Os climatologistas ficam nervosos quando são acusados
de alarmismo — mas muitos estão realmente alarmados há algum tempo.
"A natureza extrema do recorde, junto com outros,
é um motivo de preocupação real", disse o cientista veterano, o professor
Brian Hoskins. "O que os modelos climáticos projetam para o futuro é o que
obteremos se tivermos sorte. O comportamento dos modelos pode ser muito conservador".
Em outras palavras, em alguns lugares é provável que o
aquecimento global seja ainda pior do que o previsto.
Os cientistas usam modelos de computador para tentar adivinhar o comportamento futuro do clima da Terra. Mas esses modelos têm uma visão muito ampla das temperaturas globais — eles não são tão precisos quando tratam de áreas menores, onde os extremos de temperatura podem ser ainda maiores.
Cientistas agora estão tentando prever alguns desses eventos climáticos malucos que vem pegando os políticos de surpresa.
Além das ondas de calor, há outros problemas
climáticos, como as chuvas torrenciais, que causam inundações devastadoras em
nível local. Ninguém imaginava que um gás natural inofensivo como o CO2
poderia causar tantos estragos.
O instituto de meteorologia do Reino Unido, Met
Office, espera que seu novíssimo megacomputador seja capaz de fazer projeções
com precisão muito maior, embora alguns estejam céticos sobre sua capacidade.
Enquanto isso, as temperaturas continuam subindo e
mudando as balizas científicas. A máxima extrema do Canadá foi acelerada por um
aumento da temperatura global de apenas 1,2°C até agora em comparação com
níveis pré-industriais.
Mas o mundo provavelmente está caminhando para 1,5°C
de aquecimento no início da próxima década, e as temperaturas vão avançar para
2°C ou mais, a menos que as políticas mudem radicalmente. Como será o mundo com
um aumento de 2°C, que até recentemente era considerado um nível de mudança
relativamente "seguro"?
A Baronesa Worthington, autora principal da Lei de
Mudanças Climáticas do Reino Unido, me disse: "Cientistas preocupados não
estão mais preocupados; eles estão apavorados".
"Eles estão preocupados que pode não haver um
'pouso seguro' do clima.
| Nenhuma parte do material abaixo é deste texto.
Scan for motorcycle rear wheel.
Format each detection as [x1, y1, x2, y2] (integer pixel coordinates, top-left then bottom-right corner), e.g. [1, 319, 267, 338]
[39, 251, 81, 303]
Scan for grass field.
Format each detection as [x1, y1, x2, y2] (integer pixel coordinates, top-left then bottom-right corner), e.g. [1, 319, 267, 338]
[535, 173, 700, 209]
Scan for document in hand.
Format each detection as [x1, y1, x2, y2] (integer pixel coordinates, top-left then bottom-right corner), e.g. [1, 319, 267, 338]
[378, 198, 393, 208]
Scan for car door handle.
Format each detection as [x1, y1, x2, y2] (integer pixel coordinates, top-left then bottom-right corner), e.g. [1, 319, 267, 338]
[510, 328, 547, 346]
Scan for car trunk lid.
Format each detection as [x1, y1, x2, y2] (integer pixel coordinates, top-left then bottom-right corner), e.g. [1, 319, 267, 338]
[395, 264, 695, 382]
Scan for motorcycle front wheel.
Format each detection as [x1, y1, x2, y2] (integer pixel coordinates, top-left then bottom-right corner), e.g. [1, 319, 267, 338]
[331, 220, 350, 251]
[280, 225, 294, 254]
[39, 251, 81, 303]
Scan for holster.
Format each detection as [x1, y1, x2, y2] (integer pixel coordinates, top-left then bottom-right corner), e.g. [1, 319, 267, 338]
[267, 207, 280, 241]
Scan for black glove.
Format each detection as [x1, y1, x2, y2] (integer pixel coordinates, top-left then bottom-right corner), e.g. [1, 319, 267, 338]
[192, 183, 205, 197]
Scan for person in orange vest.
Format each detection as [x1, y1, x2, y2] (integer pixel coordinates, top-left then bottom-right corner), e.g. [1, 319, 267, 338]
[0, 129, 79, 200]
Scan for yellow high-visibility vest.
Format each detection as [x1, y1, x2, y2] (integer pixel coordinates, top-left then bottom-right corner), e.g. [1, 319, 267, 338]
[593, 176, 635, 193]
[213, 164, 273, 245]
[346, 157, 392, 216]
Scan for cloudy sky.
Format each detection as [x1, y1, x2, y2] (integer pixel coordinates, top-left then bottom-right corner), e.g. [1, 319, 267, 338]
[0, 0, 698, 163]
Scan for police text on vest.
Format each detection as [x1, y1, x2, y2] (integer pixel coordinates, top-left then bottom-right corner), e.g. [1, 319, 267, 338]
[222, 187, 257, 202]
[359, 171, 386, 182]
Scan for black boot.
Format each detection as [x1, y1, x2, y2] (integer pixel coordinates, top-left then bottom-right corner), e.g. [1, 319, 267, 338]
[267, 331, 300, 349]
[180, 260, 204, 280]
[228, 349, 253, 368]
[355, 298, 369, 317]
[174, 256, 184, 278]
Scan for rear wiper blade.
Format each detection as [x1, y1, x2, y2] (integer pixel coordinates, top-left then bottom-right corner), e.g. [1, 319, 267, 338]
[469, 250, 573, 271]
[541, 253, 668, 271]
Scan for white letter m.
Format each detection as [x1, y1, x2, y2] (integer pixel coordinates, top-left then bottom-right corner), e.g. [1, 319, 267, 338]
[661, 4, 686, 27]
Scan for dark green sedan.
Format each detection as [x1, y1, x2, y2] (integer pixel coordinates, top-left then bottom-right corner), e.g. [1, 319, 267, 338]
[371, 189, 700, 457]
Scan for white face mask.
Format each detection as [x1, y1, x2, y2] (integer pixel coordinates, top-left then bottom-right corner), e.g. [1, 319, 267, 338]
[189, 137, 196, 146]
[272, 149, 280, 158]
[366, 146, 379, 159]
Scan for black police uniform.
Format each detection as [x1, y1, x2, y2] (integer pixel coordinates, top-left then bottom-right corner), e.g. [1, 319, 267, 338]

Estamos trabalhando na ideia de orçamentos de carbono
seguros (a quantidade de carbono que podemos colocar na atmosfera sem
prejudicar gravemente o clima). Mas e se não houver um nível seguro de
carbono?"
"E se o orçamento de carbono 'seguro' for zero?
Não podemos amenizar as realidades potenciais disso."
Os políticos estão trabalhando para evitar o pior
dessas realidades potenciais, mas até mesmo a ex-primeira-ministra do Reino
Unido Margaret Thatcher observou no final dos anos 1980 que fazer um
experimento com nosso único planeta era loucura.
Em 1989, ela chamou a atenção da ONU ao falar que os
gases de efeito estufa estavam "mudando o meio ambiente de nosso planeta
de maneiras perigosas e prejudiciais".
Thatcher — que foi uma pesquisadora química —
continuou: "O resultado é que a mudança no futuro provavelmente será mais
fundamental e mais ampla do que qualquer coisa que conhecemos até agora. É
comparável em suas implicações à descoberta de como dividir o átomo. Na
verdade, seus resultados podem ser ainda mais abrangentes".
"Não adianta discutir quem é o responsável ou
quem deve pagar. Só teremos sucesso em lidar com os problemas por meio de um
vasto esforço cooperativo internacional."
O discurso foi extraordinariamente visionário. Eram
palavras ainda mais fortes quando ditas por uma líder mundial de direita, e não
por um hippie barulhento.
Se o mundo tivesse atendido seu aviso naquela época,
imagine onde estaríamos agora?
Mas as opiniões de Thatcher foram desafiadas pelos
"céticos" do clima — alguns deles financiados por uma campanha de
desinformação de décadas feita por empresas de combustíveis fósseis.
As nações ricas se fixaram no crescimento econômico em
vez de salvar o planeta de uma ameaça hipotética, e as economias emergentes
reafirmaram seu "direito" de poluir o ar, assim como as nações ricas.
Os países ricos restringiram o dinheiro que ofereceram às nações pobres para obter tecnologia limpa. E as negociações internacionais falharam consistentemente em produzir as mudanças difíceis e radicais que Thatcher considerava necessárias.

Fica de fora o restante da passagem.